MADAME CESENAS; puis DUPLAN et MAURICE; puis BERTHE et JULES.
MADAME CESENAS
Pauvre femme!… Elle a tort de s'inquiéter. Berthe est charmante ce soir, et, pour peu que M. Maurice ait du goût… (Le voyant entrer de la gauche avec DUPLAN.)
Ah! voici M. Duplan.
DUPLAN et MAURICE
(saluant. )
Madame…
DUPLAN
Permettez-moi de vous présenter mon fils.
MADAME CESENAS
Monsieur… (A part.)
Il est bien!
MAURICE
J'ai à vous remercier, madame, de l'invitation que vous avez bien voulu me faire l'honneur de m'adresser…
MADAME CESENAS
Je devrais vous gronder, car vous êtes en retard…
DUPLAN
C'est la cravate de Maurice…
MADAME CESENAS(confidentiellement.)
Elle est arrivée… elle danse… restez là… (De la porte.)
Restez là!
(Elle entre dans le bal.)
MAURICE(étonné.)
Qui est-ce qui est arrivé ?… qui est-ce qui danse?
DUPLAN
Une demoiselle charmante… La fille de la belle madame Carbonel.
MAURICE
Eh bien, après? qu'est-ce que ça me fait? je ne la connais pas.
DUPLAN
Non, mais tu vas la connaître… un ange, mon ami, un ange! je n'ai pas voulu t'en parler avant de partir, parce que tu aurais refusé de venir au bal… il s'agit d'une entrevue.
MAURICE
Une entrevue?… vous voulez me marier?… Oh! papa, qu'est-ce que je vous ai fait?
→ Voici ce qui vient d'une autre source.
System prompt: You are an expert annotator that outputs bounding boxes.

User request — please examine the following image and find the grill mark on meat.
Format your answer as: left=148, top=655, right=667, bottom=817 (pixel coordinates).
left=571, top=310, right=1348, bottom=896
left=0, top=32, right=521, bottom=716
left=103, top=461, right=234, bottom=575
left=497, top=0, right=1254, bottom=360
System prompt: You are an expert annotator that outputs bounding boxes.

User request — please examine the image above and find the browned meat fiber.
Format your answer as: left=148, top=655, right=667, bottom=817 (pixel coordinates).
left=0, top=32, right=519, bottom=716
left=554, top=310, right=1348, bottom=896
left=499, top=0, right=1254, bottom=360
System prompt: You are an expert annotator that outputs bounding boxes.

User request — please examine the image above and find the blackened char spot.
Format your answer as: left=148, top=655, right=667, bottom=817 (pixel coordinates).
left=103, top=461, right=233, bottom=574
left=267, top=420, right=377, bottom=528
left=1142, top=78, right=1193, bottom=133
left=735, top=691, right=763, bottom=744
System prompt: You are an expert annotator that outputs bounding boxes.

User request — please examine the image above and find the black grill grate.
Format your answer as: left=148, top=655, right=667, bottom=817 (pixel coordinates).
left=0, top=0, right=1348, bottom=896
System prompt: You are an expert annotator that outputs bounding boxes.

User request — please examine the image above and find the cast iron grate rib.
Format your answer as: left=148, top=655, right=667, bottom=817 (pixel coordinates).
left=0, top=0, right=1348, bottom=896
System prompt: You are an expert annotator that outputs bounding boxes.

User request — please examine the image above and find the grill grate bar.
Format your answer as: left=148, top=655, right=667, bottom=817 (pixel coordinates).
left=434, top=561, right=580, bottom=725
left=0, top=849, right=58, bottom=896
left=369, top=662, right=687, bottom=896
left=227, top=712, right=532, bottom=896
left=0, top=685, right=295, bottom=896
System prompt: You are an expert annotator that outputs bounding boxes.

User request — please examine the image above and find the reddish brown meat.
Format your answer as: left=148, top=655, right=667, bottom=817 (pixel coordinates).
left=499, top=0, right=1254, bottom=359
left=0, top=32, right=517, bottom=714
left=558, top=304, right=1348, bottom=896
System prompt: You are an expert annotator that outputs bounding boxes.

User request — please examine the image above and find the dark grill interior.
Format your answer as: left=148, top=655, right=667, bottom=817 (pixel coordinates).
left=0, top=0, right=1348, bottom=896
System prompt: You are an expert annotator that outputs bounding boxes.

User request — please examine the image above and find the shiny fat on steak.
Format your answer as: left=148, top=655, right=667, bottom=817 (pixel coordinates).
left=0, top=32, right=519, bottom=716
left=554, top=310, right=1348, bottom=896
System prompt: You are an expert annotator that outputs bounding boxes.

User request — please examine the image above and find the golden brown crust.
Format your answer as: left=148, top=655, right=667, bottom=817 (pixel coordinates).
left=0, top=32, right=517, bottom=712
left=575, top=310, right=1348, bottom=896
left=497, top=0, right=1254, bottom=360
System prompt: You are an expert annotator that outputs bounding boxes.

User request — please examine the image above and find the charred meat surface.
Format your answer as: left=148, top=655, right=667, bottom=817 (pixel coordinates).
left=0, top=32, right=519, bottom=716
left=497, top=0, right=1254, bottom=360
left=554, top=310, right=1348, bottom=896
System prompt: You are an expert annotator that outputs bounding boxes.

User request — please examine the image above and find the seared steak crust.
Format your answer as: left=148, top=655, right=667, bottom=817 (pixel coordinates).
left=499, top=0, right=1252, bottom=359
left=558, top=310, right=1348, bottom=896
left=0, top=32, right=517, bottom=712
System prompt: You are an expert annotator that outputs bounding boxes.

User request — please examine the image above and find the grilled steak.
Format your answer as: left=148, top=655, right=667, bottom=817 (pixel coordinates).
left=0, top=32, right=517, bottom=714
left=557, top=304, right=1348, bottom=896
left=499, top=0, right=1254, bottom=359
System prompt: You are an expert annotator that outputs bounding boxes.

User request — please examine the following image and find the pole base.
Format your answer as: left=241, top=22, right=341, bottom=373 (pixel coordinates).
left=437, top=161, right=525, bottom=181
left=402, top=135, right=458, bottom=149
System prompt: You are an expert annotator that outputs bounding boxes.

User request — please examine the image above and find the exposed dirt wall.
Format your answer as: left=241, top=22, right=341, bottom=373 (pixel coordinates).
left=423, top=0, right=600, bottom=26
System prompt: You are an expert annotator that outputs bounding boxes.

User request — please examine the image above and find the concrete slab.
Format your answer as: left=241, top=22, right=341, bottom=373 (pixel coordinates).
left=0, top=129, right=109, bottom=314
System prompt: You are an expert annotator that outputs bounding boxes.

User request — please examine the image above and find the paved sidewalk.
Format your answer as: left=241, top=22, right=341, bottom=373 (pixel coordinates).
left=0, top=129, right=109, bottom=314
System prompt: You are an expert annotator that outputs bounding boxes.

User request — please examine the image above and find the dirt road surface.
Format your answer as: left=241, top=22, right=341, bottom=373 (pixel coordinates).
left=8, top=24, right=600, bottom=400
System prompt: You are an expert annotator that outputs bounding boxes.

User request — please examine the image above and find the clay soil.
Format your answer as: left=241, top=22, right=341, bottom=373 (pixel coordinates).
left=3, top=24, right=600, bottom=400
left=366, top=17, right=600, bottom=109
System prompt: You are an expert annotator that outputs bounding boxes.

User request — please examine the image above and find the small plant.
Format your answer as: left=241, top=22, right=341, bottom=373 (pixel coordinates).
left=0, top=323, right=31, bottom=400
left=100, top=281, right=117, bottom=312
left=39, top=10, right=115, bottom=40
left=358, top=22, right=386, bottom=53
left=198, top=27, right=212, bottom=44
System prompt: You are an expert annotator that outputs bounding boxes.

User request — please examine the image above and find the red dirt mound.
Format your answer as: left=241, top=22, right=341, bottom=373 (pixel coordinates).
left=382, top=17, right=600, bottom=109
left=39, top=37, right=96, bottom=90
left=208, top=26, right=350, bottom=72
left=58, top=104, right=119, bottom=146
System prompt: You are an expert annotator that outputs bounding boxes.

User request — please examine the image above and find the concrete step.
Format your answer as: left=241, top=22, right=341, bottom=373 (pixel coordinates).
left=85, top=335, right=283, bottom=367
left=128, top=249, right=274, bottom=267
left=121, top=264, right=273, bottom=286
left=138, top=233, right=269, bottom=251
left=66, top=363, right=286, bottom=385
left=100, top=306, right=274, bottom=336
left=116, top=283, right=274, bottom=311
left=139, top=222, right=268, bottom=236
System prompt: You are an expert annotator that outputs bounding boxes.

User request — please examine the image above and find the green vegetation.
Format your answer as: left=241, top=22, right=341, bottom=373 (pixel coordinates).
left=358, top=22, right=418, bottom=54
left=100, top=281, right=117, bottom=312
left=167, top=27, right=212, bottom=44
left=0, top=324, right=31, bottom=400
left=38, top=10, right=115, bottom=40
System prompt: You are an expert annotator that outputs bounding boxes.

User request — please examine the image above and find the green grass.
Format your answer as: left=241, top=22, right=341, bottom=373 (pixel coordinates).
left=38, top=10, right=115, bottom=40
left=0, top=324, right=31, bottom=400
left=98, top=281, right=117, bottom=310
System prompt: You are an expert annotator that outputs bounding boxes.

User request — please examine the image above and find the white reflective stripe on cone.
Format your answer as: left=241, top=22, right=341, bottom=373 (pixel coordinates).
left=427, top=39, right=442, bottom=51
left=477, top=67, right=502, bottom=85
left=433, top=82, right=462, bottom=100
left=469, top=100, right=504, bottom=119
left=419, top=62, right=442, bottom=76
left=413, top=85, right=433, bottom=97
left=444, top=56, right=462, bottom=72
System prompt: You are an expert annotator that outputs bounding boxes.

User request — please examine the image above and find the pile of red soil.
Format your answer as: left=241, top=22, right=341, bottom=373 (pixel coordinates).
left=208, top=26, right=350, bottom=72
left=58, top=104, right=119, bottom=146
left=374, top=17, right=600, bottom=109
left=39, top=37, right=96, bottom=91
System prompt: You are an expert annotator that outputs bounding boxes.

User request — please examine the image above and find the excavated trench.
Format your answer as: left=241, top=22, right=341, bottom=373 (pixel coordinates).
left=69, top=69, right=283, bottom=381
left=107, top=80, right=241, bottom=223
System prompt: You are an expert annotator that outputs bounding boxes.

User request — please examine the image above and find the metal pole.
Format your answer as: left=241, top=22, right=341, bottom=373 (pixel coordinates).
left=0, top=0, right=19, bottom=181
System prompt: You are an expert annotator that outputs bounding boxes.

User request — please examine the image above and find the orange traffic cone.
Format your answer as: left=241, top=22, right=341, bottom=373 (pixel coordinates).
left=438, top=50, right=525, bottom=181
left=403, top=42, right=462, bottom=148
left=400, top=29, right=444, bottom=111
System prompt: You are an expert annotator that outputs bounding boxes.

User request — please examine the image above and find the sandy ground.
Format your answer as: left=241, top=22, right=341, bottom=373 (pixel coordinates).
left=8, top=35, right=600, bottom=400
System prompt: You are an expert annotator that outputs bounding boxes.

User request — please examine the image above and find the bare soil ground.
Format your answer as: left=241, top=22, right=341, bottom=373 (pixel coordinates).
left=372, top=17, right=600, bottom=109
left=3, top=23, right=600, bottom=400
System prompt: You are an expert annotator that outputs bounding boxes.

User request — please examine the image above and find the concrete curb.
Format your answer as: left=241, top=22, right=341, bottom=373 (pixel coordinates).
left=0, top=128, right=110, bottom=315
M'empailler à vingt-sept ans!
DUPLAN
Je ne veux pas t'empailler… Je veux seulement t'empêcher de faire des sottises…
MAURICE
Quelles sottises?…
DUPLAN
Mon ami, tu es un charmant garçon; tu es bon, généreux, sobre, instruit.
MAURICE
Amadouez-moi… je vous vois venir…
DUPLAN
Mais tu as un défaut… tu es faible, irrésolu… tu te laisses dominer par ceux qui t'entourent… je ne t'en veux pas… je suis de même…
MAURICE
Moi? ce matin encore, j'ai flanqué mon domestique à la porte… il s'était mis dans mes bottes!
DUPLAN
Oui, avec les hommes, ça va encore… mais avec les femmes!
MAURICE
Ah! les femmes!… elles sont si gentilles.
DUPLAN
Certainement, elles sont gentilles… du moins, elles étaient gentilles… mais, contre elles, tu n'as pas de défense… Le premier minois chiffonné qui se présente… te voilà pris! tu tiens de ton père… autrefois…
MAURICE
Oh! vous exagérez…
DUPLAN
Je n'en veux pour preuve que ton voyage en Italie… tu étais parti pour six semaines et tu es resté onze mois… Tu devais me rapporter des roses, et tu ne m'as rapporté que des mèches de cheveux…
MAURICE
J'avoue que j'ai perdu un peu de temps à Florence… mais si vous aviez vu la chevelure de Barbara…
DUPLAN
Qu'est-ce que ça me fait, Barbara? (Avec curiosité.)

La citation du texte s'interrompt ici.